1960s Harmony-made Airline "Bobkat" Electric Guitar
This gold-painted, extra-clean, Airline version of the Harmony Bobkat is a customer's guitar and boy does this cat yowl! That DeArmond pickup sitting smack in the middle of it positively roars and belches out fiery pitch and snarl. It's good stuff.
Aside from tidying-up the electronics, other work included a fret level/dress, bridge compensation and alteration, and general setup. It's strung with 46w-10 strings and, with its short 24 1/8" scale length, feels like a little sports car in your lap. It also looks like a sports car with that black-and-gold detailing.
The offset body is even a tad smaller than a Fender Mustang and quite a bit lighter than the average 'stang.
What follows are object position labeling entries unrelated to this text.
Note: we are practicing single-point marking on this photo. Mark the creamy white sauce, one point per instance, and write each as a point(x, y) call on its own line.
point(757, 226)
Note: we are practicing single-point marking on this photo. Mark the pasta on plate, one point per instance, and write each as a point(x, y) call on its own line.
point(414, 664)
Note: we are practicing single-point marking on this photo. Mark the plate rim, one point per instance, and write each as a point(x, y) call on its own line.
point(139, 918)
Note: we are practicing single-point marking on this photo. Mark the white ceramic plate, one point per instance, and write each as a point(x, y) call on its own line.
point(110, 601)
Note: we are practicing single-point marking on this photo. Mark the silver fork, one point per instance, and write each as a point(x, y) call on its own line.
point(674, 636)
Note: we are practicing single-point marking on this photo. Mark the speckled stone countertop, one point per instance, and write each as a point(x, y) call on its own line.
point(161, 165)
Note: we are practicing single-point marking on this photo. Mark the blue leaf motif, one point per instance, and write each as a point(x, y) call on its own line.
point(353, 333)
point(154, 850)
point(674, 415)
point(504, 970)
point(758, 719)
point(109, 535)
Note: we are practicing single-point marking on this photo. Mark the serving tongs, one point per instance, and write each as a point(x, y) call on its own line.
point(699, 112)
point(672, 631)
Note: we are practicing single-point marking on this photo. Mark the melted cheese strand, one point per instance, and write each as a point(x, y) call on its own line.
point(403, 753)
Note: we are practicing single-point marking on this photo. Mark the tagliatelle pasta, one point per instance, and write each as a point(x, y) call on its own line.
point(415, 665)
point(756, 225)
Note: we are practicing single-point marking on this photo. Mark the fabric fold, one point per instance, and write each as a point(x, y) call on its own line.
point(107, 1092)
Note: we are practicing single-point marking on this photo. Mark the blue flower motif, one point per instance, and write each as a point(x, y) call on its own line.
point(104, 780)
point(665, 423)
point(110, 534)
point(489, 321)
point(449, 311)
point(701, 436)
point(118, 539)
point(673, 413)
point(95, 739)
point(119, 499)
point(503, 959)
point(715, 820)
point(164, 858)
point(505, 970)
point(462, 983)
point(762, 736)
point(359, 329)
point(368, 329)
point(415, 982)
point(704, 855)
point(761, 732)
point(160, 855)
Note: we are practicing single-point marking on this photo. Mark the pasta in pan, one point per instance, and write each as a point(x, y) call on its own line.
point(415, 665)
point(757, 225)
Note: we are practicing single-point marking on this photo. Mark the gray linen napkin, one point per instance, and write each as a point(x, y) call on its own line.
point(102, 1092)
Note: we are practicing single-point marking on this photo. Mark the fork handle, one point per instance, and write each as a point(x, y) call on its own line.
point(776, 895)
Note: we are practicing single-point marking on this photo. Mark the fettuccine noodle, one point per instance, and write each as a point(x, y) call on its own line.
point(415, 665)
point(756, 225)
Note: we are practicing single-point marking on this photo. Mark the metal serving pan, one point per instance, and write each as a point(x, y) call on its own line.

The whole instrument (now that it's been spruced-up) is resonant and lively and makes you want to zip around on it. It plays perfectly, though the gauges chosen and short scale are maybe even too effortless for my hands.
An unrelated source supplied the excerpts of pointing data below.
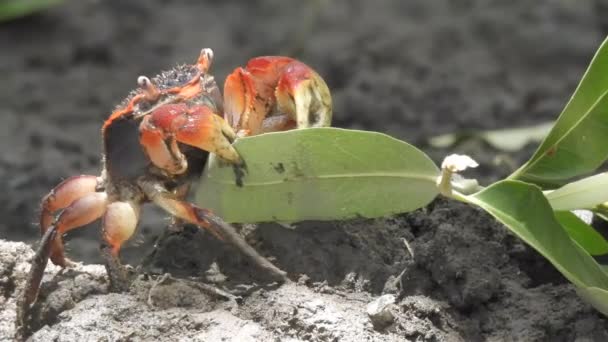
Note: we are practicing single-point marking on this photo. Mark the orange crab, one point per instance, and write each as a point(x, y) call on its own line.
point(158, 139)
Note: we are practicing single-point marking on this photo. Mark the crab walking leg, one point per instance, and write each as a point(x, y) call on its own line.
point(119, 225)
point(63, 195)
point(32, 284)
point(82, 211)
point(206, 219)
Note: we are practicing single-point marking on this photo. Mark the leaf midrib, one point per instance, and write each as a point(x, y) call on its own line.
point(428, 178)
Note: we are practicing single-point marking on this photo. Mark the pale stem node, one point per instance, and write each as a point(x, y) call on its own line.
point(450, 166)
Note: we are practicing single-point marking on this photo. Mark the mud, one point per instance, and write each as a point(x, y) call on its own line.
point(410, 69)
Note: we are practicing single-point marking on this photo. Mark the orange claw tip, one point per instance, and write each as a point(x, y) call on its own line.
point(150, 91)
point(204, 60)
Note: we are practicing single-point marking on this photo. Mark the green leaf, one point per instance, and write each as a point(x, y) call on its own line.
point(578, 143)
point(526, 212)
point(596, 297)
point(587, 237)
point(319, 174)
point(583, 194)
point(10, 9)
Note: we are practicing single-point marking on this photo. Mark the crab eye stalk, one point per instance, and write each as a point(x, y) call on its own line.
point(204, 60)
point(150, 91)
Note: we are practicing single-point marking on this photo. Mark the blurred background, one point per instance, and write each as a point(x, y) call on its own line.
point(412, 69)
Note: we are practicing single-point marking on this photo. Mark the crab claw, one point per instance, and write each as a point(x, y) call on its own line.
point(204, 60)
point(276, 93)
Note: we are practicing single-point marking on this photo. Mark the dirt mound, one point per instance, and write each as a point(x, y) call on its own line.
point(465, 279)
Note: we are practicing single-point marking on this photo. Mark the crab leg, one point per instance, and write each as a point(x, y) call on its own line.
point(119, 224)
point(268, 85)
point(59, 198)
point(206, 219)
point(82, 211)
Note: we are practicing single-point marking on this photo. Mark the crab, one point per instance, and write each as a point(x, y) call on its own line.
point(157, 141)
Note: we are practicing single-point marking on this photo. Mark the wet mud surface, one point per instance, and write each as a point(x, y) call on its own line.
point(410, 69)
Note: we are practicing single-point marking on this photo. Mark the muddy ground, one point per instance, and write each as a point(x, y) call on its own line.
point(410, 69)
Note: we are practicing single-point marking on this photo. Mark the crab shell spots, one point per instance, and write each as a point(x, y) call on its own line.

The headstock is way cool, right?
This has a big, 1 3/4" nut width and medium-sized, C-shaped neck profile.
The dyed-maple fretboard has faux-pearl markers and a 12" radius. I added side dots during work.
Note all the archtop guitar-style compensation I added to the original bridge. That keeps it in tune with the unwound-G string set. You can't see them, but I also drilled a couple of holes through the bridge foot and added keeper-screws for the bridge foot that secure it to the body in the proper place for good intonation.
I find that most owners of guitars like this whack those bridges all over the place since we use 46w-10 sets as standard-issue these days rather than 52w-12 or similar. With less tension on them, it's a lot easier to move the bridges by accident.
The controls are simple volume/tone. The switch engages a tone bypass/tone pot on setting. That easily gives you two tones at the flip of a switch.